条件:我使用1个处理器重复此计算10次,将这10个计算分为2个处理器(每个5个),然后是3个处理器,...最多10个处理器(1个计算每个处理器).我希望总的计算时间会逐步减少,并且我希望10个处理器完成计算的速度 10倍,就像完成一个处理器所需的时间一样快.
结果:相反,我得到的只是计算时间减少了2倍,比预期的 SLOWER 慢了5倍.
当我计算每个节点的平均计算时间时,我希望每个处理器在相同的时间量(平均)中计算测试,而不管分配的处理器数量如何.我惊讶地发现,仅向多个处理器发送相同的操作就会减慢每个处理器的平均计算时间.
任何人都可以解释为什么会这样吗?
请注意,这是否这些问题的重复项:
或
因为测试计算并非微不足道(即50-90秒而不是1-2秒),并且因为我能看到的处理器之间没有通信(即除计算时间外没有返回或存储任何结果).
我已附上以下脚本和函数进行复制.
library(foreach); library(doParallel);library(data.table)
# functions adapted from
# http://www.bios.unc.edu/research/genomic_software/Matrix_eQTL/BLAS_Testing.html
Matrix.Multiplier <- function(Dimensions=2^12){
# Creates a matrix of dim=Dimensions and runs multiplication
#Dimensions=2^12
m1 <- Dimensions; m2 <- Dimensions; n <- Dimensions;
z1 <- runif(m1*n); dim(z1) = c(m1,n)
z2 <- runif(m2*n); dim(z2) = c(m2,n)
a <- proc.time()[3]
z3 <- z1 %*% t(z2)
b <- proc.time()[3]
c <- b-a
names(c) <- NULL
rm(z1,z2,z3,m1,m2,n,a,b);gc()
return(c)
}
Nodes <- 10
Results <- NULL
for(i in 1:Nodes){
cl <- makeCluster(i)
registerDoParallel(cl)
ptm <- proc.time()[3]
i.Node.times <- foreach(z=1:Nodes,.combine="c",.multicombine=TRUE,
.inorder=FALSE) %dopar% {
t <- Matrix.Multiplier(Dimensions=2^12)
}
etm <- proc.time()[3]
i.TotalTime <- etm-ptm
i.Times <- cbind(Operations=Nodes,Node.No=i,Avr.Node.Time=mean(i.Node.times),
sd.Node.Time=sd(i.Node.times),
Total.Time=i.TotalTime)
Results <- rbind(Results,i.Times)
rm(ptm,etm,i.Node.times,i.TotalTime,i.Times)
stopCluster(cl)
}
library(data.table)
Results <- data.table(Results)
Results[,lower:=Avr.Node.Time-1.96*sd.Node.Time]
Results[,upper:=Avr.Node.Time+1.96*sd.Node.Time]
Exp.Total <- c(Results[Node.No==1][,Avr.Node.Time]*10,
Results[Node.No==1][,Avr.Node.Time]*5,
Results[Node.No==1][,Avr.Node.Time]*4,
Results[Node.No==1][,Avr.Node.Time]*3,
Results[Node.No==1][,Avr.Node.Time]*2,
Results[Node.No==1][,Avr.Node.Time]*2,
Results[Node.No==1][,Avr.Node.Time]*2,
Results[Node.No==1][,Avr.Node.Time]*2,
Results[Node.No==1][,Avr.Node.Time]*2,
Results[Node.No==1][,Avr.Node.Time]*1)
Results[,Exp.Total.Time:=Exp.Total]
jpeg("Multithread_Test_TotalTime_Results.jpeg")
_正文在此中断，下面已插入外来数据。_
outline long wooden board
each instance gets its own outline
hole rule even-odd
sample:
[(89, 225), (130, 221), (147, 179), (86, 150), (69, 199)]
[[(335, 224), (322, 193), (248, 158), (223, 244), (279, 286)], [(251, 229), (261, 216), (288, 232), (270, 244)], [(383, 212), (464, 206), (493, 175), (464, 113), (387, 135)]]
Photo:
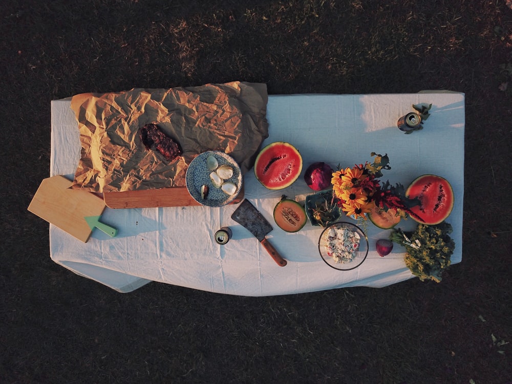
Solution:
[[(105, 192), (103, 194), (109, 208), (155, 208), (199, 206), (186, 187), (173, 187), (158, 189), (127, 190), (125, 192)], [(238, 204), (244, 198), (243, 186), (238, 196), (230, 204)]]
[(93, 230), (84, 218), (101, 216), (105, 203), (91, 192), (69, 189), (72, 183), (63, 176), (44, 179), (28, 209), (87, 243)]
par(oma=c(0,0,0,0)) # set outer margin to zero
par(mar=c(3.5,3.5,2.5,1.5)) # number of lines per margin (bottom,left,top,right)
plot(x=Results[,Node.No],y=Results[,Total.Time], type="o", xlab="", ylab="",ylim=c(80,900),
col="blue",xaxt="n", yaxt="n", bty="l")
title(main="Time to Complete 10 Multiplications", line=0,cex.lab=3)
title(xlab="Nodes",line=2,cex.lab=1.2,
ylab="Total Computation Time (secs)")
axis(2, at=seq(80, 900, by=100), tick=TRUE, labels=FALSE)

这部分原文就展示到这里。